On Mon, 10 Mar 2003, Jim Fulton wrote:
Ka-Ping Yee wrote:
Here's a preliminary description of the boundary between "introspective" and "restricted", off the top of my head:
1. The only thing you can do with a bound method is to call it (bound methods have no attributes except __doc__).
Well, I see no harm and much usefulness in allowing __name__, __repr__, and __str__.
Depends. In a truly secure system, classes would only reveal information about themselves if they wanted to. The default __repr__ gives away to the id() of the instance, and __name__ gives away the name of the method, which would prevent you from creating proxies that are indistinguishable from the original. Sometimes it is useful to be able to do that.
2. The following instance attributes are off limits: __class__, __dict__, __module__.
I generally want to be able to get the __class__. This is harmless in my case, because I get a proxy back.
We definitely do not want to provide access to __class__. Access to an instance should not give you the power to create more instances of its class. If you passed somebody a file object, access to the class would convey the power to open any file on the filesystem!
However, there is still the problem that the established technique for storing instance-specific state in Python is to use globally- accessible data attributes instead of a limited scope. We would also need to add a safe (private) place for instances to put state.
I'm don't understand why this is necessary. In general, you want to restrict what attributes (data, properties, methods, etc.) are accessible in certain situations.

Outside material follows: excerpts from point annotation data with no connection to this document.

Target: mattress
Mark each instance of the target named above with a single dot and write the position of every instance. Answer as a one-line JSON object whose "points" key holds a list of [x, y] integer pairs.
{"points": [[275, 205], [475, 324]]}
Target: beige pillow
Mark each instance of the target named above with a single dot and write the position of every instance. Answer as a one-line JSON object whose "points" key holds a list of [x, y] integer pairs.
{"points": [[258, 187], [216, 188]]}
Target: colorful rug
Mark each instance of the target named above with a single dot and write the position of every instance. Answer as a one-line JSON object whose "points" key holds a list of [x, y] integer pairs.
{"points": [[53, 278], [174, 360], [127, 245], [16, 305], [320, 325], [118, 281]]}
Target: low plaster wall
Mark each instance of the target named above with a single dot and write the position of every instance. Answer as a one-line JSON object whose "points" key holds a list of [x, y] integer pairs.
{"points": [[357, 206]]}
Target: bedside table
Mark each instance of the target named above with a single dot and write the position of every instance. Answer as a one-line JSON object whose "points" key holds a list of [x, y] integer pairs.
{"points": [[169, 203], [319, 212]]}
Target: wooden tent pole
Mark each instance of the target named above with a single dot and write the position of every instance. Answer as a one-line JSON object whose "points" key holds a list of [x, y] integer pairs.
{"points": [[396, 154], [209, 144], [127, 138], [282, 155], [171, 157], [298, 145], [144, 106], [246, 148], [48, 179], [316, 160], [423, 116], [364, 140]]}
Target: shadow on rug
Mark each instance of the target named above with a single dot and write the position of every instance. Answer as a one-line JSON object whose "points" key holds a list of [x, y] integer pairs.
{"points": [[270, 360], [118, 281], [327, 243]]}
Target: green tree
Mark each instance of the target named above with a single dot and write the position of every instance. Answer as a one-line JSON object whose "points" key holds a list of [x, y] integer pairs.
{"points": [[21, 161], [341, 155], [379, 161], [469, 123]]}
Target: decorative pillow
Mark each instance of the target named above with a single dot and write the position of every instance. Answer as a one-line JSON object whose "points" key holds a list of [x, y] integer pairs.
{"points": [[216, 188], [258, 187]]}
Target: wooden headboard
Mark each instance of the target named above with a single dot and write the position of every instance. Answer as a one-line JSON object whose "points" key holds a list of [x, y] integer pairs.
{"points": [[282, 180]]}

I don't follow what makes data attributes special.
Instances currently don't have a private place to put their state, and unless there is a convenient way do that, implementers will tend to expose their instance state in public data attributes.
Even if the instance had properties, the properties still (as yet) have no way to conveniently distinguish if access is being attempted from within an instance method, or from outside the instance.